Des loyers étant demeurés impayés, la commune de [Localité 10], selon acte de commissaire de justice en date du 20 décembre 2024 a fait signifier à Monsieur [K] [W] un commandement d’avoir à justifier d’une assurance et de payer des loyers visant la clause résolutoire, ce pour un arriéré locatif d’un montant de 5937.55 €.

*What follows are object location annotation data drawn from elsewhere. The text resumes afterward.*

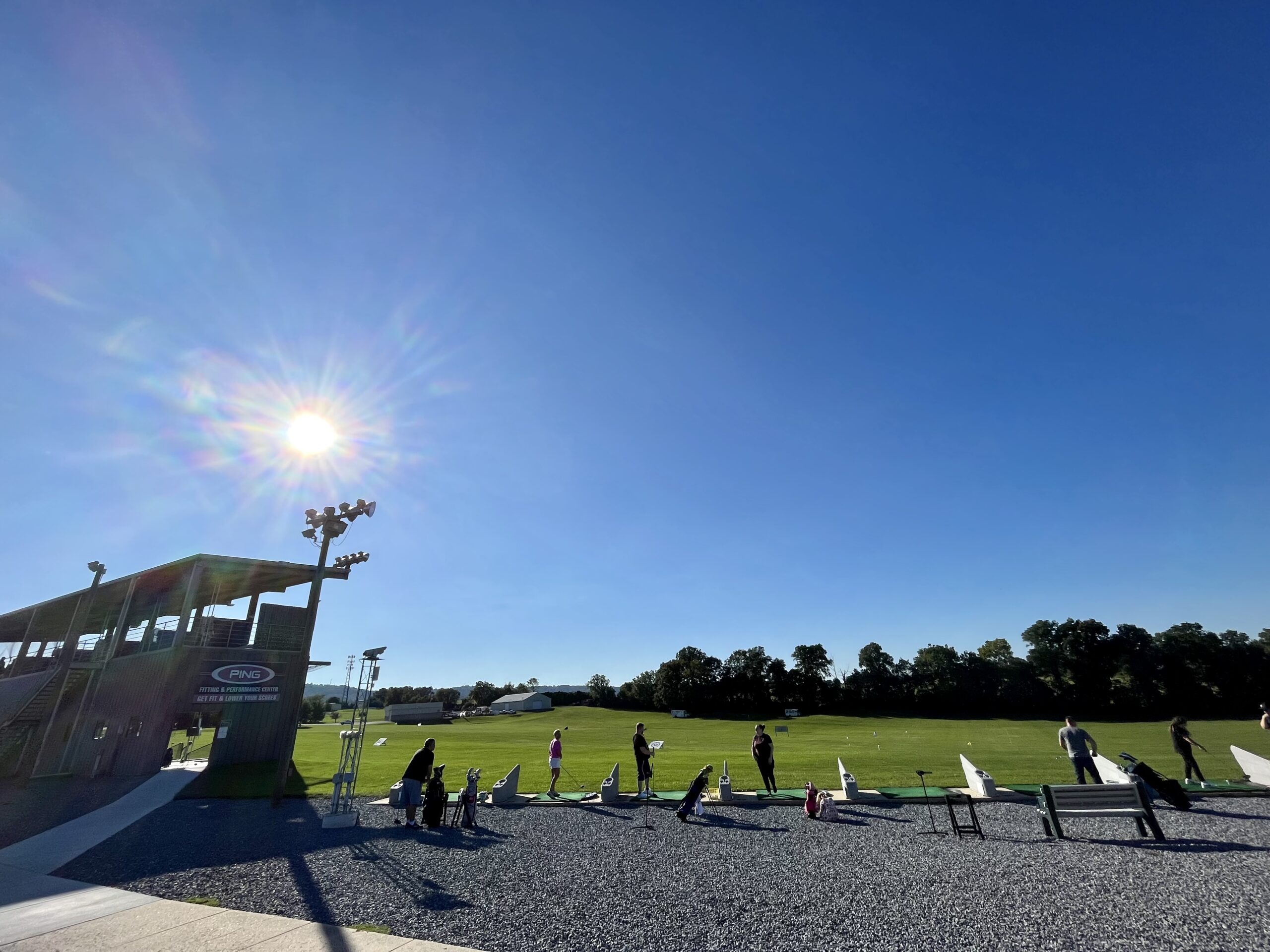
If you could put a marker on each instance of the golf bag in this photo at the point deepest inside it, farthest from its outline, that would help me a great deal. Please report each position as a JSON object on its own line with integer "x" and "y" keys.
{"x": 435, "y": 800}
{"x": 828, "y": 809}
{"x": 465, "y": 809}
{"x": 1157, "y": 785}
{"x": 812, "y": 805}
{"x": 690, "y": 801}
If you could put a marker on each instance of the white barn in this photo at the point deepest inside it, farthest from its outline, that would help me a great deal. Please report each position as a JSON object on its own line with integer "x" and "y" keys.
{"x": 531, "y": 701}
{"x": 429, "y": 713}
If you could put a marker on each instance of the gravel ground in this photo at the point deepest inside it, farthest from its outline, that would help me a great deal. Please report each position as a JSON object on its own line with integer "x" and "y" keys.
{"x": 584, "y": 879}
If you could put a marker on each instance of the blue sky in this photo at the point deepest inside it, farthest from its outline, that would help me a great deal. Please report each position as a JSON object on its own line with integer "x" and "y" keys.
{"x": 647, "y": 325}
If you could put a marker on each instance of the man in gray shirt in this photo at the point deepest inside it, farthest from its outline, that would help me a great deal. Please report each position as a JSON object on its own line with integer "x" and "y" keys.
{"x": 1074, "y": 740}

Par acte de commissaire de justice en date du 6 mars 2025, auquel il est référé pour un plus ample exposé des faits, moyens et prétentions en application de l’article 455 du code de procédure civile, la commune de [Localité 10] a assigné Monsieur [K] [W] devant le Juge des contentieux de la protection de [Localité 8] statuant en référé aux fins de voir :
*constater la résiliation de plein droit du bail, et en conséquence, voir ordonner l’expulsion de Monsieur [K] [W] ainsi que celle de tout occupant de leur chef, et si besoin est, avec le concours de la force publique et d’un serrurier ;
*condamner à titre provisionnel Monsieur [K] [W] au paiement de la somme de 4841.53 € à valoir sur l’arriéré des loyers et des charges impayés arrêtés au mois de janvier 2025, en outre au paiement d’une indemnité d’occupation mensuelle égale au montant du loyer et des charges, et jusqu’à la libération définitive des lieux, ainsi que de la somme de 500,00 € au titre de l’article 700 du code de procédure civile, ainsi qu’aux entiers dépens de la présente instance en ce compris le coût du commandement de payer, de l’assignation.

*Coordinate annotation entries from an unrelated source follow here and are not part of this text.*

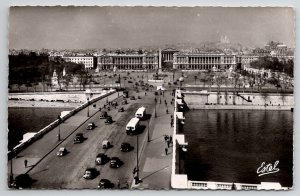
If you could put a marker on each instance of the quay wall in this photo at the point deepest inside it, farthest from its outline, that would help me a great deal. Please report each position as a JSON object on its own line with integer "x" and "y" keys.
{"x": 224, "y": 100}
{"x": 180, "y": 180}
{"x": 54, "y": 124}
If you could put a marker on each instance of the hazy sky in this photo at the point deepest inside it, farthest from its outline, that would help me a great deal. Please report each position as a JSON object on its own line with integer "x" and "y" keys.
{"x": 126, "y": 27}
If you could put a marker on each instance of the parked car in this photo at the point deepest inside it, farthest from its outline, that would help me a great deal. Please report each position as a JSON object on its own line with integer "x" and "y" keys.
{"x": 105, "y": 144}
{"x": 22, "y": 181}
{"x": 125, "y": 147}
{"x": 115, "y": 162}
{"x": 91, "y": 126}
{"x": 101, "y": 159}
{"x": 61, "y": 152}
{"x": 108, "y": 120}
{"x": 105, "y": 184}
{"x": 103, "y": 115}
{"x": 90, "y": 173}
{"x": 78, "y": 138}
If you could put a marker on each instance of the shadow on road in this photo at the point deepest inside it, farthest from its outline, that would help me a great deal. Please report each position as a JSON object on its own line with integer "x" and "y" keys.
{"x": 154, "y": 172}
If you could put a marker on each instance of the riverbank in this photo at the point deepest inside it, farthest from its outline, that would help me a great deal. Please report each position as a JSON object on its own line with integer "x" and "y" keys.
{"x": 42, "y": 104}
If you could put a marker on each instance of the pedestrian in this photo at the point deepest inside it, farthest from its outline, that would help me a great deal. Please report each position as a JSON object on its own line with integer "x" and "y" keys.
{"x": 118, "y": 184}
{"x": 25, "y": 163}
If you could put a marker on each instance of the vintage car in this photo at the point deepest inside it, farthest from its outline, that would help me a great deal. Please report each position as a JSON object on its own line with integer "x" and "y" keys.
{"x": 61, "y": 152}
{"x": 78, "y": 138}
{"x": 91, "y": 126}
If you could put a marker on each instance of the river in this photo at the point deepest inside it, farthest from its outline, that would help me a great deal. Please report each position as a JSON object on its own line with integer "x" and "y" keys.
{"x": 31, "y": 119}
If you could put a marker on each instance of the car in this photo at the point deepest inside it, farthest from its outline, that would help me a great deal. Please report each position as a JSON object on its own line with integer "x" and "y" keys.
{"x": 115, "y": 162}
{"x": 103, "y": 115}
{"x": 61, "y": 152}
{"x": 125, "y": 147}
{"x": 108, "y": 120}
{"x": 101, "y": 159}
{"x": 105, "y": 184}
{"x": 91, "y": 126}
{"x": 105, "y": 144}
{"x": 22, "y": 181}
{"x": 78, "y": 138}
{"x": 90, "y": 173}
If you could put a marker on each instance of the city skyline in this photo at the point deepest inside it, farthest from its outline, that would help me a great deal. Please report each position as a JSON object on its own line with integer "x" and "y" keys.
{"x": 133, "y": 27}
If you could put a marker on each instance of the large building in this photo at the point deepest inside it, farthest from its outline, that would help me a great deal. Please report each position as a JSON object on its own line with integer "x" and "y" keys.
{"x": 88, "y": 61}
{"x": 203, "y": 61}
{"x": 128, "y": 61}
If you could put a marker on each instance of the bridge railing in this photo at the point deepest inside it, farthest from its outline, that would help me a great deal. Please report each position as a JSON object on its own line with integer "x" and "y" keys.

Le locataire ne s’est pas présenté aux convocations du travailleur social.
A l’audience du 20 mai 2025, l’affaire a été renvoyé à l’audience du 1er juillet 2025, lors de laquelle la commune de [Localité 10], régulièrement représentée par Monsieur [J] [X], Directeur général des services, munie d’un pouvoir à cet effet, actualise la dette due à hauteur de 5325.34 € et maintient ses demandes.
Monsieur [K] [W], présent, évoque un plan d’apurement qui a été fait début 2023 pour 11 mois, et indique que le montant de la CAF est variable car il est travailleur saisonnier, et qu’il s’est retrouvé dans une situation où il ne pouvait pas payer.
L’affaire a été mise en délibéré au 9 septembre 2025 pour y être rendue la présente décision par mise à disposition au greffe.
MOTIFS DE LA DÉCISION
Sur la recevabilité de la saisine en référé
L’article 834 du code de procédure civile dispose que dans tous les cas d’urgence, le juge des contentieux de la protection, dans les limites de sa compétence, peut ordonner en référé toutes les mesures qui ne se heurtent à aucune contestation sérieuse ou que justifie l’existence d’un différend.
L’article suivant précise qu’il peut toujours, même en présence d’une contestation sérieuse, prescrire en référé les mesures conservatoires ou de remise en état qui s’imposent, soit pour prévenir un dommage imminent, soit pour faire cesser un trouble manifestement illicite. Dans les cas où l’existence d’une obligation n’est pas sérieusement contestable, le juge des contentieux de la protection peut accorder une provision au créancier ou ordonner l’exécution de l’obligation même s’il s’agit d’une obligation de faire.
En l’espèce, l’occupation sans droit ni titre d’un immeuble, qui peut résulter du constat de la résiliation du bail du fait d’impayés, constitue un trouble manifestement illicite que le juge des référés se doit de faire cesser si elle est avérée. L’action en référé est donc recevable.
Sur la demande de constat de la résiliation du bail et ses conséquences
1°) Sur la recevabilité de l’action :
Une copie de l’assignation a été notifiée à la préfecture de l’Hérault par mail reçu le 10 mars 2025 soit plus de six semaines avant l’audience, conformément aux dispositions de l’article 24 III de la loi n°89-462 du 06 juillet 1989.
Par ailleurs, la commune de [Localité 10] justifie de la saisine subsidiaire des organismes payeurs des allocations logement en date du 23 décembre 2023, soit deux mois avant la délivrance de l’assignation du 6 mars 2025, en vertu des dispositions de l’article 24 II de la loi n°89-462 du 06 juillet 1989.
En conséquence, l’action diligentée par la commune de [Localité 10] apparaît recevable.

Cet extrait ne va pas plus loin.